The Department of Defence has renewed its long-running fixed telecommunications network contract with Telstra at a cost of $1 billion.
The contract, which will run for at least the next five years, comes just weeks after the former $1.6 billion ‘terrestrial communications services’ contract with the telco expired after an eight year term.
Telstra CEO Andrew Penn and Defence secretary Greg Moriarty will sign the new deal in Canberra later today.
Under the contract, Telstra will “provide the department with leading-edge technology and telco solutions”, including “5G mobile network capability (where available) for Defence personnel”.
It will also deliver “significantly increased wireless coverage” through wi-fi 6 and “full SD-WAN [software-defined wide area network] and SDN [software-defined network] capabilities to provide more flexible, self-healing and predictive network capabilities”.
The contract – which remains Telstra’s largest with any customer – includes a possible three-year extension option.

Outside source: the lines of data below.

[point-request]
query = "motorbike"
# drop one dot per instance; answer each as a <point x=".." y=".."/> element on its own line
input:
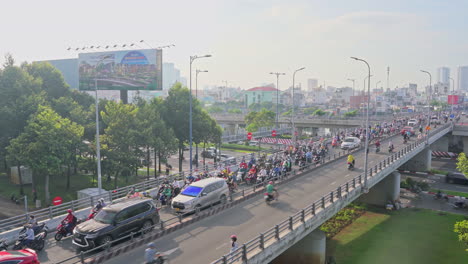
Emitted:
<point x="37" y="244"/>
<point x="268" y="198"/>
<point x="38" y="229"/>
<point x="61" y="232"/>
<point x="3" y="245"/>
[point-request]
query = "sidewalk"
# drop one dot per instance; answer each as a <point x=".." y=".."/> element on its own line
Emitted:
<point x="427" y="201"/>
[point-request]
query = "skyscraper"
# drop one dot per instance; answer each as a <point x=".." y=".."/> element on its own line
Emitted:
<point x="312" y="84"/>
<point x="463" y="78"/>
<point x="443" y="75"/>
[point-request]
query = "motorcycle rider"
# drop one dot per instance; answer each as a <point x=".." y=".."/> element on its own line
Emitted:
<point x="70" y="221"/>
<point x="270" y="189"/>
<point x="351" y="160"/>
<point x="29" y="237"/>
<point x="151" y="254"/>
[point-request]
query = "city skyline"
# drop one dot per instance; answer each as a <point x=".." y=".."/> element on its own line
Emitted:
<point x="250" y="38"/>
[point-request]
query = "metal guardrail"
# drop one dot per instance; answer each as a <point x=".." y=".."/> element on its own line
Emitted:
<point x="55" y="211"/>
<point x="274" y="234"/>
<point x="180" y="219"/>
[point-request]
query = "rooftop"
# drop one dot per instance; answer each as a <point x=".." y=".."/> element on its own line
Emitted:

Announcing the renewal, Penn said Telstra is “very pleased to extend and deepen our partnership with the Department of Defence and use our unique sovereign capabilities, decades of experience, and cutting-edge technology to co-design solutions for today and into the future”.
“Telstra is committed to working with the Australian Government to ensure a thriving and safe digital economy and society, including ensuring the Department of Defence and Australia Defence Force have access to world-leading technology,” he said.
Telstra was first assigned to build the Defence terrestrial communications network (DTCN) for $1.1 billion in October 2012 to link all of Defence sites and overseas troop deployments to the same network, and integrate its satellite and tactical networks.
But the project has suffered problems for at least the last five years, leading the department to push back initial operating capability (IOC) and final operating capability (FOC) – originally expected in mid-2016 – on several occasions.
As at August, work to deliver the unified communication capability required for the high-speed, IP-based network to reach full operations was continuing, though Defence would not give a revised deadline for completion.
Documents obtained by iTnews under freedom of information laws last year showed Defence had assigned the project a “medium-low” delivery confidence, believing urgent action was necessary to address major risks.